日本では、頭頸部がんの大部分を占める口腔がんの罹患率が増加している。さらに、頭頸部がんの罹患率は男女ともに増加し続けると推定されている。従って、疾病負担を軽減するために集中的な対策が必要である。過去数十年にわたる治療法の著しい発展にもかかわらず、年齢調整死亡率(年齢構造の変化の影響を除いた人口当たりの死亡率)の年次推移を統計的に評価した研究は多くない。
これまで日本における頭頸部がんの部位罹患率を評価した疫学研究はあるが、粗死亡率(人口当たりの死亡率)および年齢調整死亡率の経時的変化については十分に調査されていない。頭頸部がんの治療戦略やスクリーニングなどの政策を検討するためには、がん罹患率の知見だけでは不十分である。
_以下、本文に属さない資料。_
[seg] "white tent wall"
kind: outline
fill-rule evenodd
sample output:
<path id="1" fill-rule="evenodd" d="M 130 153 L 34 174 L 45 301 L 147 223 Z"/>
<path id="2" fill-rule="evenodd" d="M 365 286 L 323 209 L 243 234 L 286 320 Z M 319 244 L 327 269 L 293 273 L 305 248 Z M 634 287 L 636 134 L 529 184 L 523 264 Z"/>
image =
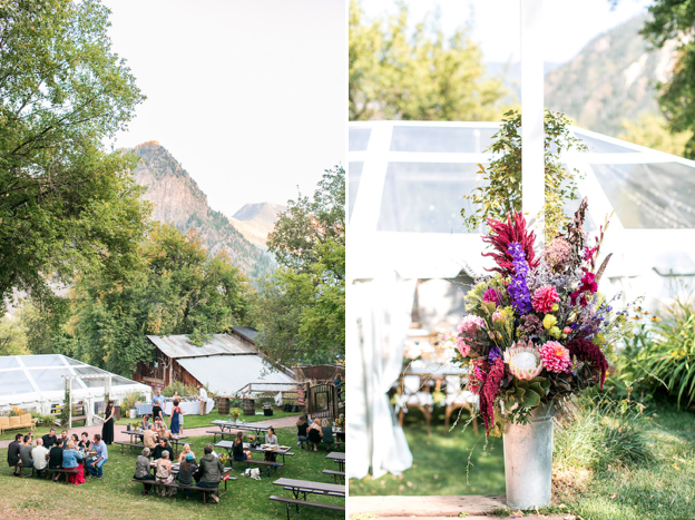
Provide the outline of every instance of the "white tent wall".
<path id="1" fill-rule="evenodd" d="M 350 286 L 346 342 L 351 406 L 348 410 L 349 478 L 401 473 L 412 465 L 403 430 L 395 423 L 386 392 L 403 365 L 415 281 L 386 273 Z"/>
粗死亡率と年齢調整死亡率を用いてがん死亡率の経年変化を調べることは、治療法の有効性を評価し、将来のがん治療や予防に必要な資源の配分を計画するのに役立つ。そこで今回の研究では、日本における頭頸部がんの年齢調整死亡率の経時的変化を明らかにし、今後の医療政策の基礎的エビデンスとすることを目的に実施した。
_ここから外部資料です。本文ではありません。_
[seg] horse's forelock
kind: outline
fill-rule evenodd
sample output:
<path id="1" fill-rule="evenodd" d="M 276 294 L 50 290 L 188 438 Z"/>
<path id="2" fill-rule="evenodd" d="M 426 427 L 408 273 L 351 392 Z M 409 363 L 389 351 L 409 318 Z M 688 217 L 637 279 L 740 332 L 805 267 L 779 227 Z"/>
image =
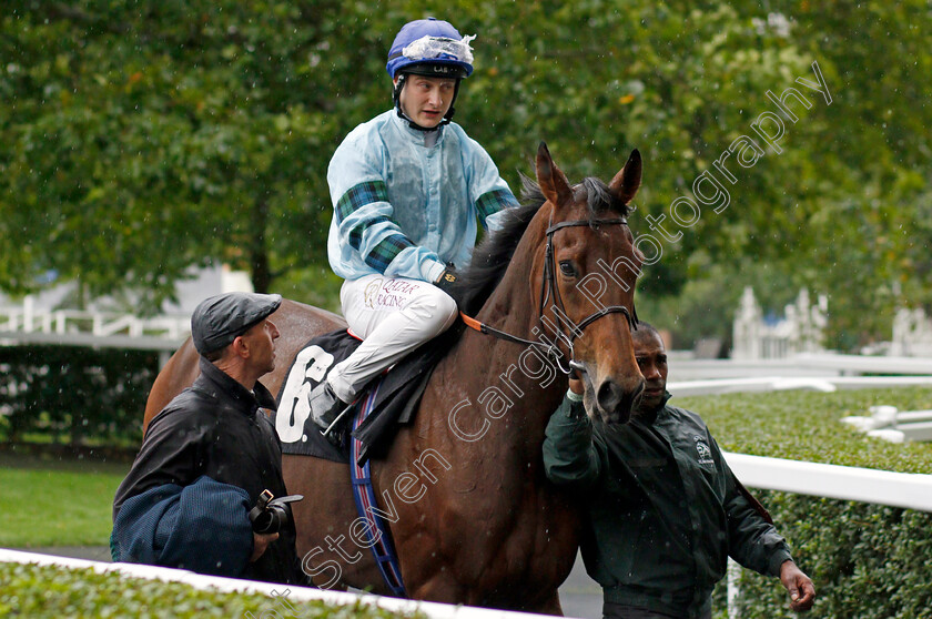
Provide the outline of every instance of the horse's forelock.
<path id="1" fill-rule="evenodd" d="M 582 179 L 581 183 L 576 185 L 574 199 L 577 202 L 586 202 L 590 216 L 598 216 L 610 212 L 625 217 L 631 212 L 631 207 L 618 200 L 611 193 L 611 190 L 608 189 L 607 184 L 594 176 L 587 176 Z"/>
21年間の国内死亡率は年々増加傾向、男性は女性の約3倍
研究グループは、1999年から2019年の21年間における日本国内の頭頸部がんによる死亡率の変化率について解析を行った。その結果、日本国内の頭頸部がんによる死亡率は年々増加傾向であり、特に男性は女性のおよそ3倍であることが明らかとなった。
年齢調整死亡率ではむしろ男女ともに減少傾向と判明
また10万人あたりの年齢調整死亡率について解析したところ、男女ともに減少傾向であり、男性では8.20から7.21に、女性では1.96から1.71まで減少していた。特に男性では、2014年から2019年にかけて年齢調整死亡率が急激に低下していることが明らかとなった。今回の結果の要因の一つとして、2012年に保険適応となった分子治療薬の寄与などが考えられる。
年齢別の粗死亡率は45~54歳で最も低下
また、年齢別に粗死亡率の傾向について検討したところ、35歳から74歳までの各年齢グループで粗死亡率の低下が観察され、特に45~54歳のグループにおいて最も粗死亡率が低下していることが明らかとなった。一般に、高齢者はがん化学療法に対する忍容性が低いことを考えると、今回の研究結果の年齢ごとの粗死亡率の低下は妥当な結果であると考えられる。その他、年齢調整死亡率が低下した理由として、頭頸部がんのリスク因子の一つである喫煙率の経年的な減少、予防検診としての歯科受診率の増加による頭頸部がんの早期発見などの可能性が考えられる。
今後の医療政策に関わる基礎的な知見となり得る成果
研究成果から、日本における頭頸部がんの死亡率の経年変化が明らかとなった。肺がんなどの5大がんと比較すると、頭頸部がんは早期発見を目的とした歯科検診などが積極的に実施されていない。頭頸部がんの一部はヒトパピローマウイルスがリスク因子であることが知られており、ワクチン接種など予防的プログラムにも有益な情報の一つであると考えている。「頭頸部がんの死亡率の経年変化を知ることで、今後のスクリーニングなどの医療政策に関わる基礎的な科学的知見となり得るものと考える」と、研究グループは述べている。